The basic Weston movement can be incorporated into still other kinds of circuits containing vacuum tubes. These instruments have certain advantages over the conventional multimeter just described, and are particularly useful for some types of work. (See Test Instruments: The Vacuum-Tube Voltmeter; April, May, July, 1959, P.E.)

Except for certain kinds of vacuum-tube voltmeters, all multimeters have one great shortcoming: they can measure a.c. voltages at relatively low frequencies only - up to about 20,000 cps. But radio and television stations and other branches of communications must measure r.f. voltages and currents up to hundreds of megacycles. This is done with the help of the thermoelement - two tiny chunks of metal, frequently constantan and platinum, clamped together. When the metals are heated, they generate a small voltage across the junction between them. Thus, a circuit can be designed so that r.f. voltage flowing through a separate conductor will heat the junction, which then generates a voltage proportional to the amount of heating. This current is measured by a Weston movement, calibrated in terms of r.f. current.

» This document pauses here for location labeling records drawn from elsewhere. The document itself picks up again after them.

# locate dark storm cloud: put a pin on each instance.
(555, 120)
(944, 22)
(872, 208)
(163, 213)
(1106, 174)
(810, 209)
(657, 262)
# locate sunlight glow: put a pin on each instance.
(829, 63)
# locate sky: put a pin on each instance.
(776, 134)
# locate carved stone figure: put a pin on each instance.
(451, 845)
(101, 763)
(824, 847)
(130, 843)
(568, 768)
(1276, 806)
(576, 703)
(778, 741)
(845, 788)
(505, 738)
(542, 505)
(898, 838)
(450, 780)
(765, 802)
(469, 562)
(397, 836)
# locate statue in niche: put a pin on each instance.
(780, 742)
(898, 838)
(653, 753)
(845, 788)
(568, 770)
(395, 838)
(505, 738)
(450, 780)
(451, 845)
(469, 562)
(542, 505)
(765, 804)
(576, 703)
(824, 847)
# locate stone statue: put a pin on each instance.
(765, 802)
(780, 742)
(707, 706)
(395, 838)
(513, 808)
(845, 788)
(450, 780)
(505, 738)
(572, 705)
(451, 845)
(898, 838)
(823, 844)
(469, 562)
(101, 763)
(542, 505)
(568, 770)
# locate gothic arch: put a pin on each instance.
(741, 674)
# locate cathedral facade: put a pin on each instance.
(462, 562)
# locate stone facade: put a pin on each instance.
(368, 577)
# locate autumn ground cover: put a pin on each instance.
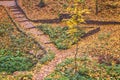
(16, 59)
(101, 51)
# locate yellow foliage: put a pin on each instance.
(76, 13)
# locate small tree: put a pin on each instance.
(76, 12)
(42, 3)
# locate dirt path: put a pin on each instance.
(19, 17)
(28, 27)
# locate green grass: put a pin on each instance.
(11, 62)
(14, 49)
(13, 40)
(86, 70)
(60, 37)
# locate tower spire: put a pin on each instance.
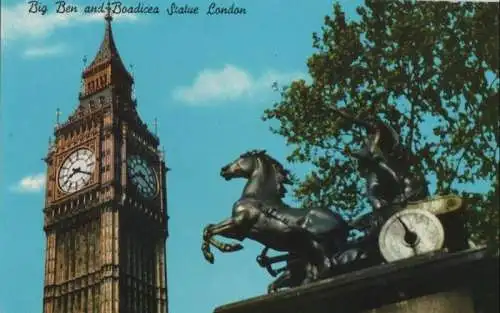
(108, 18)
(107, 67)
(58, 114)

Designers, using the Weston movement as the basic indicator, have come up with an astonishing bag of tricks over the years. With the addition of a light-sensitive selenium disc, for example, as shown in Fig. 10, the device becomes a commercial photographic exposure meter - the brighter the light on the disc, the more current generated. A small generator, on the other hand, transforms the meter into a tachometer for measuring rpm. In another application, two meters in one case can be connected to the electronic receivers in an aircraft instrument landing system and arranged so that they show the pilot whether he is on or off course (Fig. 11). Such meter applications are virtually endless.

New Developments.

Although the basic Weston movement has not changed in principle or basic design for 72 years, there are many striking new developments in meters. One of the newest is a printed-circuit meter recently introduced by the Parker Instrument Division of Interlab, Inc. As shown Fig. 12 the meter's coil is printed on a thin disc and mounted parallel to a ring magnet. When current flows through the printed-circuit coil, a magnetic field is created which reacts with the field of the magnet, and makes the disc rotate. A soft iron shell (not shown) encloses the magnet and disc, furnishing a return path for the magnetic lines of force.

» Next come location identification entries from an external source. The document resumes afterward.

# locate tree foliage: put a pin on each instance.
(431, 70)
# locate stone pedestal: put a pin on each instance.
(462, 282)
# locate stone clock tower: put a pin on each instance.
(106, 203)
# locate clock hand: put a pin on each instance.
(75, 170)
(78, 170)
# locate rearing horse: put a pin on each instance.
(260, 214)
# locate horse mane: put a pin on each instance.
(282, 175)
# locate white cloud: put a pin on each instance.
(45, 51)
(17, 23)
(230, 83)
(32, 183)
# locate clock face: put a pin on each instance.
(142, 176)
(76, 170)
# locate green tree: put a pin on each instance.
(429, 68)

Printed circuit meter movement.

The entire printed-circuit meter is only 1/2-inch thick. And since it weighs only a fraction as much as conventional meters of similar sensitivity and range, it will undoubtedly find widespread use where size and weight are important - in airborne equipment, for example. Another important advantage of the new movement is its ability to handle overloads that would instantly burn out the relatively delicate Weston movement. The manufacturer claims that an overload of 1000 to 5000% will not damage these movements.

Another relatively new development is the meter which triggers a relay. Here, the indicating needle is fitted with a contact. A matching contact is fastened to an arm which is adjustable from the front panel. When the current in the circuit under measurement causes the needle to deflect to where the adjustable arm has been pre-set, the two contacts come together and set off a sensitive relay which can then be used to control some other circuit. By far the most sensitive relays available, these instruments can be made to operate on as little as one or two microamperes. Units of this type, by the way, can be used in any kind of control circuit- battery charging, tube overload protection, etc. - anywhere fast, accurate control is needed.

But developments such as these only scratch the surface. As the science of electronics advances into new realms, scientists and engineers are constantly finding new ways to make the basic meter - oldest of all electronic test instruments - more and more useful.

Posted  3/27/2013